AT&T Advocates Innovative Solutions to Growing Cyber-Security Threats to Consumers, Businesses and Government Agencies

March 19, 2009

AT&T Chief Security Officer Tells Senate Committee Cyber-Crime Exceeds Drug Trafficking as the Most Lucrative Illegal Global Business

AT&T Chief Security Officer Edward Amoroso told a Senate Commerce Committee today that cyber-security threats have increased significantly over the past five years, and are evolving to the point where they pose a significant threat to both private and government institutions.

Testifying before the Senate Committee on Commerce, Science, and Transportation, Amoroso said, "Evolving and more lethal types of cyber-attacks can devastate infrastructure. It has become so easy and rampant that the risk has grown exponentially. The result is a laser-like cyber-attack on an unsuspecting business or government system." He added, "Last year the FBI announced that revenues from cyber-crime, for the first time ever, exceeded drug trafficking as the most lucrative illegal global business, estimated at reaping more than $1 trillion annually in illicit profits."

Most citizens equate the issue of cyber-security with viruses that find their way onto computers, or with the stories they hear about so-called "security breaches" resulting from laptops being lost or stolen. While these are certainly problems, from the perspective of protecting the nation's critical infrastructure, these issues are not nearly as severe.

Amoroso noted, "Cyber-security is more about protecting the infrastructure from intrusion by individuals or forces determined to disrupt the flow of data and the storage of information."

Amoroso recommended three actions to address the growing cyber threat to the U.S.
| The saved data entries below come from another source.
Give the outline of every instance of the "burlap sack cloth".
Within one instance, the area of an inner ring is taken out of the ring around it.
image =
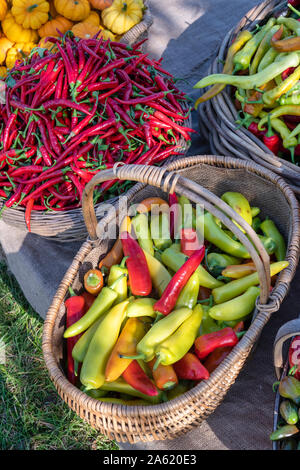
[[[190,97],[198,96],[193,85],[205,74],[208,63],[223,35],[257,0],[151,0],[154,25],[148,52],[164,57],[164,67],[180,77],[180,87]],[[197,116],[193,126],[198,130]],[[193,138],[190,155],[209,153],[201,137]],[[280,210],[280,208],[278,208]],[[56,289],[80,243],[59,244],[26,235],[0,221],[0,243],[9,267],[26,298],[44,317]],[[265,327],[259,345],[224,402],[199,428],[172,440],[136,445],[120,445],[135,450],[270,449],[275,381],[272,344],[283,323],[299,311],[297,283],[280,311]]]

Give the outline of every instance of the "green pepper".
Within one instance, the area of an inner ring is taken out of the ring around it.
[[[148,217],[145,213],[137,214],[131,219],[134,232],[141,248],[150,255],[154,255],[154,247],[151,239]]]
[[[227,191],[221,197],[237,214],[239,214],[249,225],[252,224],[252,212],[248,199],[241,193]],[[233,221],[242,232],[245,230]]]
[[[275,253],[276,248],[277,248],[277,245],[276,245],[275,241],[273,240],[273,238],[264,237],[262,235],[258,235],[258,238],[260,239],[260,241],[264,245],[265,250],[268,253],[268,255],[273,255],[273,253]]]
[[[258,123],[258,129],[262,130],[268,119],[270,118],[271,121],[274,118],[278,118],[280,116],[285,116],[286,114],[290,114],[291,116],[300,116],[300,106],[297,105],[286,105],[286,106],[277,106],[276,108],[272,109],[268,114],[264,114],[261,120]]]
[[[277,23],[283,24],[288,29],[294,31],[294,33],[296,33],[296,36],[300,36],[299,21],[297,21],[295,18],[285,18],[284,16],[280,16],[279,18],[277,18]]]
[[[258,287],[249,287],[246,292],[227,302],[214,305],[209,310],[209,315],[214,320],[233,321],[249,315],[255,307],[255,301],[259,296]]]
[[[299,105],[300,104],[300,94],[295,93],[290,96],[281,96],[279,100],[279,104],[281,106],[291,106],[291,105]]]
[[[125,393],[126,395],[142,398],[153,405],[161,403],[162,401],[164,401],[165,397],[165,393],[161,390],[158,390],[158,394],[155,396],[145,395],[139,390],[136,390],[135,388],[131,387],[131,385],[125,382],[125,380],[122,378],[119,378],[114,382],[105,382],[101,386],[100,391],[117,392],[122,394]]]
[[[242,260],[224,253],[209,253],[207,255],[207,267],[214,276],[220,276],[224,268],[241,264]]]
[[[179,397],[183,393],[187,392],[190,388],[191,385],[188,382],[179,382],[178,385],[167,391],[168,401],[174,400],[174,398]]]
[[[273,80],[273,78],[280,75],[289,67],[298,67],[300,57],[296,52],[291,52],[284,57],[280,57],[278,62],[274,62],[266,67],[261,72],[254,75],[226,75],[226,74],[212,74],[208,77],[202,78],[194,88],[206,88],[215,83],[223,83],[235,87],[243,88],[244,90],[254,90],[264,85],[266,82]]]
[[[208,305],[202,305],[203,316],[202,322],[199,328],[198,336],[206,335],[207,333],[213,333],[219,331],[222,327],[209,316],[210,307]]]
[[[122,262],[120,265],[115,264],[110,268],[109,271],[109,276],[107,280],[107,285],[108,287],[111,287],[114,285],[114,283],[122,276],[125,274],[125,276],[120,280],[120,282],[117,282],[114,291],[118,294],[118,297],[115,300],[115,304],[122,302],[127,298],[127,293],[128,293],[128,287],[127,287],[127,278],[128,278],[128,269],[125,266],[126,263],[126,257],[123,258]]]
[[[297,424],[299,421],[298,408],[289,400],[283,400],[279,407],[280,414],[287,424]]]
[[[249,67],[249,74],[253,75],[256,73],[258,66],[266,54],[266,52],[270,49],[271,47],[271,39],[273,35],[280,29],[280,26],[274,25],[271,27],[270,30],[266,31],[261,43],[259,44],[257,51],[255,53],[255,56],[253,57],[253,60],[251,61],[250,67]]]
[[[172,245],[169,216],[166,212],[151,215],[150,231],[154,245],[158,250],[165,250]]]
[[[71,338],[72,336],[79,335],[83,331],[87,330],[101,315],[110,309],[118,298],[118,294],[114,289],[124,277],[125,274],[122,274],[122,276],[120,276],[119,279],[117,279],[110,287],[102,288],[86,314],[66,329],[64,332],[64,338]]]
[[[270,275],[275,276],[289,265],[288,261],[278,261],[270,265]],[[249,274],[249,276],[235,279],[224,286],[213,289],[212,295],[216,304],[221,304],[227,300],[233,299],[243,294],[249,287],[259,284],[258,273]]]
[[[279,98],[287,93],[299,80],[300,78],[300,67],[297,67],[294,72],[289,75],[282,83],[277,85],[272,90],[265,92],[262,96],[263,102],[266,107],[273,106]]]
[[[300,69],[300,67],[299,67]],[[261,112],[259,113],[259,117],[262,118],[262,117],[267,117],[268,116],[268,113],[266,112]],[[280,134],[280,137],[282,139],[282,144],[284,146],[284,148],[291,148],[291,147],[296,147],[297,144],[298,144],[298,140],[296,139],[296,137],[293,137],[291,134],[291,131],[289,130],[289,128],[287,127],[287,125],[285,124],[285,122],[283,122],[281,119],[277,119],[275,117],[272,117],[270,116],[270,119],[269,119],[269,123],[271,125],[271,127],[276,131],[278,132],[278,134]]]
[[[229,237],[224,230],[216,224],[210,212],[198,215],[197,229],[200,233],[204,230],[204,233],[202,233],[204,239],[220,248],[220,250],[225,251],[225,253],[236,256],[237,258],[250,258],[244,245]]]
[[[200,288],[200,275],[195,271],[179,294],[176,308],[188,307],[193,309],[197,303]]]
[[[299,448],[297,449],[297,444],[296,439],[290,437],[282,442],[280,450],[299,450]]]
[[[99,401],[103,401],[105,403],[115,403],[116,405],[123,405],[123,406],[151,406],[154,404],[154,403],[149,403],[143,399],[127,400],[125,397],[115,398],[115,397],[104,396],[102,398],[99,398]]]
[[[79,340],[76,342],[74,348],[72,349],[72,357],[75,364],[75,375],[77,375],[78,363],[83,362],[85,355],[87,353],[89,344],[94,336],[98,326],[105,318],[105,315],[102,315],[95,323],[93,323],[84,333],[80,336]]]
[[[288,375],[279,384],[279,394],[292,400],[297,406],[300,405],[300,381]]]
[[[134,359],[142,359],[145,362],[151,361],[155,356],[157,346],[171,336],[192,313],[193,310],[190,308],[179,308],[154,323],[138,343],[136,348],[138,355]]]
[[[136,299],[128,305],[126,315],[127,317],[156,317],[156,313],[153,310],[155,302],[155,299],[150,299],[149,297]]]
[[[286,244],[275,223],[271,219],[266,219],[261,223],[260,228],[267,237],[272,238],[276,243],[275,256],[277,261],[283,261],[286,257]]]
[[[199,327],[203,317],[201,305],[196,305],[192,315],[187,318],[179,328],[167,339],[162,341],[156,348],[157,357],[154,369],[158,364],[169,366],[174,364],[191,349],[197,338]]]
[[[146,256],[146,261],[152,280],[152,284],[157,290],[158,294],[161,296],[165,288],[172,279],[171,274],[165,268],[165,266],[154,256],[150,255],[146,250],[143,250],[144,255]]]
[[[162,261],[164,265],[174,272],[177,272],[187,259],[188,257],[186,255],[178,251],[174,251],[171,247],[167,248],[162,253]],[[200,275],[201,286],[207,287],[208,289],[214,289],[215,287],[223,286],[223,282],[218,281],[213,276],[211,276],[201,264],[198,266],[196,271]]]
[[[253,230],[255,230],[255,232],[258,232],[258,230],[260,229],[261,223],[262,220],[259,217],[254,217],[254,219],[252,220],[252,228]]]
[[[253,218],[258,216],[259,213],[260,213],[259,207],[251,207],[252,223],[253,223]]]
[[[105,367],[118,339],[129,300],[115,305],[107,313],[91,339],[82,363],[80,381],[86,389],[100,388],[105,381]]]
[[[273,64],[278,54],[279,53],[275,49],[273,49],[273,47],[270,47],[270,49],[265,53],[260,63],[258,64],[257,71],[261,72],[262,70],[267,68],[270,64]]]
[[[286,424],[285,426],[281,426],[276,431],[273,431],[270,435],[271,441],[278,441],[280,439],[285,439],[286,437],[294,436],[299,432],[297,426],[293,424]]]
[[[190,200],[185,196],[180,196],[178,203],[181,207],[181,227],[195,228],[195,215]]]
[[[275,18],[270,18],[268,23],[263,26],[260,31],[254,34],[254,36],[245,44],[243,49],[241,49],[235,54],[233,58],[235,72],[239,70],[246,70],[250,66],[251,59],[257,51],[257,48],[259,47],[261,41],[268,33],[268,31],[275,25],[275,23]]]

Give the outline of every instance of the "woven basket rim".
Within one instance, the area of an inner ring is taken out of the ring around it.
[[[255,24],[266,20],[275,10],[286,5],[282,0],[266,0],[246,13],[235,27],[228,31],[218,47],[217,54],[209,67],[208,74],[222,72],[222,60],[235,35],[243,29],[254,28]],[[199,106],[200,127],[208,138],[211,150],[252,159],[285,178],[294,192],[300,194],[300,167],[274,155],[259,139],[245,127],[237,128],[235,123],[238,111],[230,95],[231,87],[226,87],[219,95]],[[205,92],[206,89],[203,90]],[[208,121],[208,122],[207,122]]]
[[[168,169],[179,169],[180,165],[182,168],[190,167],[193,165],[197,165],[200,163],[208,164],[211,166],[219,166],[219,167],[226,167],[226,168],[240,168],[244,169],[245,171],[253,172],[259,176],[265,177],[268,181],[274,183],[274,185],[283,193],[285,196],[291,211],[291,233],[289,236],[288,241],[288,248],[287,248],[287,259],[290,261],[290,265],[286,268],[288,271],[288,275],[286,276],[288,279],[281,280],[282,276],[280,275],[278,281],[276,283],[275,288],[273,289],[274,296],[277,300],[277,304],[273,306],[273,311],[278,310],[283,298],[287,294],[289,289],[290,282],[294,276],[298,259],[299,259],[299,206],[298,202],[295,198],[293,191],[289,188],[287,183],[280,178],[279,176],[275,175],[274,173],[266,170],[265,168],[256,165],[250,161],[243,161],[238,160],[230,157],[219,157],[214,155],[204,155],[204,156],[194,156],[194,157],[187,157],[185,159],[177,160],[170,165],[168,165]],[[143,184],[141,185],[143,187]],[[141,189],[141,188],[140,188]],[[78,254],[76,255],[74,262],[81,262],[82,253],[88,253],[93,248],[93,242],[86,241],[81,249],[79,250]],[[85,256],[85,255],[83,255]],[[73,268],[75,269],[75,268]],[[283,273],[282,273],[283,274]],[[67,275],[66,275],[67,276]],[[62,281],[57,295],[59,293],[63,295],[68,288],[69,282]],[[263,326],[269,320],[271,316],[271,312],[268,311],[268,304],[262,308],[258,314],[255,316],[255,319],[252,325],[249,327],[247,333],[238,343],[238,345],[233,349],[233,351],[225,358],[222,364],[211,374],[210,378],[207,381],[204,381],[193,389],[189,390],[188,392],[180,395],[179,397],[158,405],[150,405],[150,406],[124,406],[124,405],[117,405],[117,404],[109,404],[104,403],[99,400],[87,397],[84,392],[81,392],[75,386],[71,385],[61,369],[56,364],[53,352],[52,352],[52,332],[54,328],[54,319],[57,316],[59,307],[61,305],[61,301],[54,299],[52,306],[48,310],[47,317],[44,324],[43,330],[43,354],[44,359],[46,362],[46,366],[49,370],[51,379],[55,382],[56,386],[62,390],[62,393],[68,394],[70,400],[73,400],[77,403],[83,404],[83,406],[88,409],[90,412],[101,413],[101,414],[109,414],[111,416],[118,416],[120,417],[129,417],[129,418],[136,418],[138,416],[162,416],[168,411],[179,410],[184,405],[193,404],[195,400],[201,398],[201,395],[204,393],[208,393],[212,387],[217,386],[218,381],[221,377],[224,376],[226,373],[230,373],[232,368],[234,369],[234,361],[237,360],[240,356],[245,355],[248,356],[249,351],[252,349],[253,345],[255,344],[256,340],[258,339],[260,332],[262,331]]]

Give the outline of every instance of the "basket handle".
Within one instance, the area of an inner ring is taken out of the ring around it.
[[[281,372],[283,368],[283,344],[289,338],[292,338],[296,335],[300,335],[300,318],[285,323],[284,325],[282,325],[281,328],[279,328],[277,332],[273,347],[273,358],[275,373],[278,380],[281,377]]]
[[[97,239],[96,227],[98,223],[93,204],[93,190],[98,184],[113,179],[138,181],[161,188],[166,193],[172,193],[176,190],[179,194],[185,194],[191,201],[202,204],[206,210],[218,217],[248,250],[259,276],[261,286],[260,303],[267,303],[270,294],[270,262],[269,256],[255,231],[239,214],[215,194],[194,181],[184,178],[180,173],[168,171],[166,167],[122,165],[119,163],[113,169],[96,174],[86,185],[82,198],[83,217],[92,240]],[[245,230],[250,240],[231,219],[235,220]]]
• The federal government procurement process needs to be upgraded to implement sufficient security protections to deal with large-scale cyber-attacks.
• More international partnership and cooperation is required during a cyber-attack.
• Endorse several National Security Telecommunications Advisory Committee (NSTAC) recommendations to improve public and private sector communications to better thwart cyber-attacks.

For AT&T, cyber-security is the collective set of capabilities, procedures and practices that are designed to protect our customers and the services we offer them from the full spectrum of cyber-threats, including botnets. To this end, strong cyber-security is essential to maintaining the integrity and reliability of the network, as well as protecting privacy of personal customer information.

This year alone, AT&T is investing approximately $17 billion to $18 billion to expand the capabilities of our network and infrastructure to meet the rapid global expansion of advanced information technology and services, and to enhance reliability and security. AT&T's advanced network technology currently transports more than 17 petabytes a day of IP data traffic.